Money, in a sane economy is intrinsically connected with the promise of production, including creativities of productive imagination. The structure of well-working economy does in fact generate, in definite rhythms, a flow of money that becomes available for sustained creativity. This flow of money is a delicate flow, needing communal care, which care must be rooted, of course, in individuals who are genuinely caring. There is a statistics of such individuals which, in a sane economy, would be a Poisson distribution in favor of sanity: the lunatic and greedy would be a small group. Present culture pitches the curve in the opposite direction: indeed, it is taken for granted that money-grabbing is a world of adventure. One hopes for moral shifts, but meantime legislation is needed to cut out the world of commoditized money from the global economy.
There are a host of other ills but this one associated with Wall Street needs urgent tackling in the face of contemporary global money-crises. But what eventually has to be faced by economists is that the present economic pseudo-science is just that. It lacks the correct elementary variables.
Concluding Comments:
The end of that previous paragraph points back to [a], and on that there is the grade 12 class stuff I mentioned above. A really good commonsense presentation, by 5 authors, is available in the journal Divyadaan, Vol. 21, no. 2 (2010), "Do you want a Sane Global Economy?". I have copies i can send on, free, if you are interested in this follow-up.

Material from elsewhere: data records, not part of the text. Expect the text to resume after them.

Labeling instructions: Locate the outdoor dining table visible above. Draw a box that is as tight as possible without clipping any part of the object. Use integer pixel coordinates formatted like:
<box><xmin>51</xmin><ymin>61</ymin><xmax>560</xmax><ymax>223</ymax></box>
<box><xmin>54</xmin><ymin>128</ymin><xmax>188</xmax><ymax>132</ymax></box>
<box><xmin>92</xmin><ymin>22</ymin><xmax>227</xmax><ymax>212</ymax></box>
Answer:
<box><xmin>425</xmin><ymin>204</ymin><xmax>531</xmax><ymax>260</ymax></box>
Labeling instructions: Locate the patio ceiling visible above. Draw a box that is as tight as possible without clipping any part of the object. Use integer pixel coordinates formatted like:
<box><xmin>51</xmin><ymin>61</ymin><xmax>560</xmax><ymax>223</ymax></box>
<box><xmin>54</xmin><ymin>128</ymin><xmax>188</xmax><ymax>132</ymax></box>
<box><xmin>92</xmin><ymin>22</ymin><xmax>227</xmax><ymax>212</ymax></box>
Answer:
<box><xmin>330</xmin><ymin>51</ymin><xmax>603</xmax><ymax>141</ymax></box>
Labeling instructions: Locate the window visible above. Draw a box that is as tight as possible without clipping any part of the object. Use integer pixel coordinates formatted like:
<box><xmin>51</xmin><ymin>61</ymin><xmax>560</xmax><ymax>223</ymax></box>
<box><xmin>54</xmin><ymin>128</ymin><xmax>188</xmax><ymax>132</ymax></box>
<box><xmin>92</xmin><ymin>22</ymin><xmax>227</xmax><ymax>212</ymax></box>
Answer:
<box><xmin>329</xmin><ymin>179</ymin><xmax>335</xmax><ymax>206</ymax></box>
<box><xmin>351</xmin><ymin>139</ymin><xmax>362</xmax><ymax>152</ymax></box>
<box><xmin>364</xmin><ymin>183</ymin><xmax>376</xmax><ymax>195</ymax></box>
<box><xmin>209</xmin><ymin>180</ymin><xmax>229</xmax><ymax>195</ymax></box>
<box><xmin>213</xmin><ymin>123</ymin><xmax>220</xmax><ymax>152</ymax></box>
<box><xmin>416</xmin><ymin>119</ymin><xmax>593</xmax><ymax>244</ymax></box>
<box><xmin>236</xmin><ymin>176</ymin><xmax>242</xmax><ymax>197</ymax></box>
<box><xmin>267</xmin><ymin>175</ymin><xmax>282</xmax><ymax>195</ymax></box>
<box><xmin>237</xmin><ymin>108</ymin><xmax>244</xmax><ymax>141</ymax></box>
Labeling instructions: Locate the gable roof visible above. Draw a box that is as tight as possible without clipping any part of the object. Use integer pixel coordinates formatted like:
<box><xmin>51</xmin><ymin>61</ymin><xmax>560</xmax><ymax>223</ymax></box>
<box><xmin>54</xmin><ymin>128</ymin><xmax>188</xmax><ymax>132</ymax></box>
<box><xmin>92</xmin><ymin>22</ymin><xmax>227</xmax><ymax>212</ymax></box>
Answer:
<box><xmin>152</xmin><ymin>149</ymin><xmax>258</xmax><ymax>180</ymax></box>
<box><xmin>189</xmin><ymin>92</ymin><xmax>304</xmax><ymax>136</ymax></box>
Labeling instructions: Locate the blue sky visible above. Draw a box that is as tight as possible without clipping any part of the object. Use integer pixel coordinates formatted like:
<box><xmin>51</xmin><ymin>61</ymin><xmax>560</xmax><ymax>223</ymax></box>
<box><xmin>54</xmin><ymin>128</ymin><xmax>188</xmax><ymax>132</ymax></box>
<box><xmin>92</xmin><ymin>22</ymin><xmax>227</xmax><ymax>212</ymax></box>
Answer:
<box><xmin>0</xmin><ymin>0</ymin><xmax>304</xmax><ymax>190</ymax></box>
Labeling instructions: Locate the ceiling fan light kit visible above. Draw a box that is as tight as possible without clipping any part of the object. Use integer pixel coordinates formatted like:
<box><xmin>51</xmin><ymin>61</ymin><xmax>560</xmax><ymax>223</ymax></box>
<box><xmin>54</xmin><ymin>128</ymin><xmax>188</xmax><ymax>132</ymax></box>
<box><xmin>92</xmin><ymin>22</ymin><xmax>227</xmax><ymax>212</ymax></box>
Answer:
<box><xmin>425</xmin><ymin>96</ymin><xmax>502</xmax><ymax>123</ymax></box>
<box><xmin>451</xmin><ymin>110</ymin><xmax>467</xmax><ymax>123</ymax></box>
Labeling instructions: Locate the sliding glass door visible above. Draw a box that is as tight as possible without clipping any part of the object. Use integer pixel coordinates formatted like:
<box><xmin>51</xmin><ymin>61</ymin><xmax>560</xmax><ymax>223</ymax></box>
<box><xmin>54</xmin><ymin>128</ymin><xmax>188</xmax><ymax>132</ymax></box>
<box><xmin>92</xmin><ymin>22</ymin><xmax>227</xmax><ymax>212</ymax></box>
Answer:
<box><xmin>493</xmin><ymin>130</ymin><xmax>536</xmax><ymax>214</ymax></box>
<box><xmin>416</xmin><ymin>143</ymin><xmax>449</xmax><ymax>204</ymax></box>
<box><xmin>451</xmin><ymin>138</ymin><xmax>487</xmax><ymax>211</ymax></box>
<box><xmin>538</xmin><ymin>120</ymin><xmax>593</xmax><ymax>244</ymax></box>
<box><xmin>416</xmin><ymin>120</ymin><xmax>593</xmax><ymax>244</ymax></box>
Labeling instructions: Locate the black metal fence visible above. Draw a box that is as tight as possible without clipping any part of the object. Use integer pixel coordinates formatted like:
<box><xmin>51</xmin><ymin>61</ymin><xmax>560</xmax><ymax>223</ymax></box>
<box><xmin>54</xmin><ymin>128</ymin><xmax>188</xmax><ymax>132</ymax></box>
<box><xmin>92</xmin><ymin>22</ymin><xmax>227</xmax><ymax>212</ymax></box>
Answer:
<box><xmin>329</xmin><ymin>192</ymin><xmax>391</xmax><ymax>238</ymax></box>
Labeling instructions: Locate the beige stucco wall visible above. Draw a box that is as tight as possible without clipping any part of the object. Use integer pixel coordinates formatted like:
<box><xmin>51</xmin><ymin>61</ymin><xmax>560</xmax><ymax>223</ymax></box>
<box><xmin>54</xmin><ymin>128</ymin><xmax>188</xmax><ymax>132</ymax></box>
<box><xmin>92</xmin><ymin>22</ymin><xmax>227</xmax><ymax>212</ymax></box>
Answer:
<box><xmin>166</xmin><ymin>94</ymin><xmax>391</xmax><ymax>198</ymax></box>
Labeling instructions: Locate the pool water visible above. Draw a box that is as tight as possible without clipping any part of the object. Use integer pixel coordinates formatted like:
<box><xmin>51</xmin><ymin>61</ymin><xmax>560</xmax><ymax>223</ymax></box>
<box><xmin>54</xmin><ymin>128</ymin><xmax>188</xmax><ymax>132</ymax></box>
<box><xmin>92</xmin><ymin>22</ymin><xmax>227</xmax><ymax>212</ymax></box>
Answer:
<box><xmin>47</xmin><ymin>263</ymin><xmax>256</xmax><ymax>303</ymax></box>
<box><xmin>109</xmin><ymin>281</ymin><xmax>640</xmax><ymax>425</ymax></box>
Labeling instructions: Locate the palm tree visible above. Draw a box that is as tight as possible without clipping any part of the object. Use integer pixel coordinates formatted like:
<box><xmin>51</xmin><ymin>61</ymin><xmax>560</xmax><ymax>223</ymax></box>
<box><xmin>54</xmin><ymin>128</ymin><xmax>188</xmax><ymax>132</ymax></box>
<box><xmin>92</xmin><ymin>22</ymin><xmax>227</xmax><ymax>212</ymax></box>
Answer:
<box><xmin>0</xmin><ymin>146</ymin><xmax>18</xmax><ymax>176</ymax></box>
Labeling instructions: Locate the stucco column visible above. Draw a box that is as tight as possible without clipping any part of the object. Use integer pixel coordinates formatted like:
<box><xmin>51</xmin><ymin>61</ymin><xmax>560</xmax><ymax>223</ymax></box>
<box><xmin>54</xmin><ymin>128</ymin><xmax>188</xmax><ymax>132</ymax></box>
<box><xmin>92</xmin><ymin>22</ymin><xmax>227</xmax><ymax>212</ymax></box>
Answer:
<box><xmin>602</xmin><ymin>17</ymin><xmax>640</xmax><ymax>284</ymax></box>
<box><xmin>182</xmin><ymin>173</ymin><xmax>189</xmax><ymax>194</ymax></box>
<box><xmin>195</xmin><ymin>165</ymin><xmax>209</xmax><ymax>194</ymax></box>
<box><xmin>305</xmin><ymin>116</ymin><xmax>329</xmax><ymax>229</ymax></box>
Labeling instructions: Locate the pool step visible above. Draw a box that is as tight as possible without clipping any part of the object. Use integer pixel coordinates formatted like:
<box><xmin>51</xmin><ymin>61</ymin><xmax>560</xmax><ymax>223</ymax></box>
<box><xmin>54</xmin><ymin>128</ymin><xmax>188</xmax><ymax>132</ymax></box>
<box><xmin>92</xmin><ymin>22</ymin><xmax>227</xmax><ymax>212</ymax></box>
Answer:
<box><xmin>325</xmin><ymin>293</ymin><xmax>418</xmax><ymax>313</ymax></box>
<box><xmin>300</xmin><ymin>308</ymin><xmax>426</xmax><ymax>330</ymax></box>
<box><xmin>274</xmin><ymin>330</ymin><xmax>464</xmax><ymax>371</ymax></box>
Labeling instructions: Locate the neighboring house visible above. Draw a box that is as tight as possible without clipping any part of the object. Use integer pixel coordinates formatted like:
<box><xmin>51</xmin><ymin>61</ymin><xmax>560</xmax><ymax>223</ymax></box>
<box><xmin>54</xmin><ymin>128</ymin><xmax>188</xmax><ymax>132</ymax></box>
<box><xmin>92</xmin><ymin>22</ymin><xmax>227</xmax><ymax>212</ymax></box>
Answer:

But on the banking question, we need to tackle, on various levels, the morality of the commoditization of money. We have to get back to messing around with, inculturating, the primitive reality of money as promise, as "taking note of promises". Later cultures will appreciate this as a New Covenant of Global Promise. [This is utterly remote from the financial jugglings in Europe at the moment!!].
The 'taking note' has to build up into a culture that appreciates the radical meaning of CREDIT, giving credit for a good inventive idea [Schumpeter's focus in ]Business Cycles] (1939)] . Robert McNamara (1968, his takeover of the World Bank) destroyed this and the mood then of American financial madness was there to enlarge the ignorance and malice.
The proper economic theory of Lonergan brings out the delicacy of controlling democratically the financial flows [see The Financial Problem in the 1942 mss, but broader the full meaning of 'Concomitance' as supplied by the index to CWL 21]. That delicacy manifests as immoral the idiocy that has emerged in the past sixty years of Hedge funds, mad mortgaging and packaging, CDSs, etc etc. NOW THIS NEEDS TO BE WRITTEN UP IN A GOOD ESSAY: ANY TAKERS??
The legislative elimination of that zone is only a beginning of a cultural re-education, back to the fundamental meaning of CREDIT. And then there is the larger education that breaks the madness of the removal of responsibility by myths regarding corporate personalities.
Perhaps in 50 years the economic news in papers and TV will actually be about creativity and inventive relevance, and in a 100 years Stock Markets will be quiet places that open for a few hours once a month!!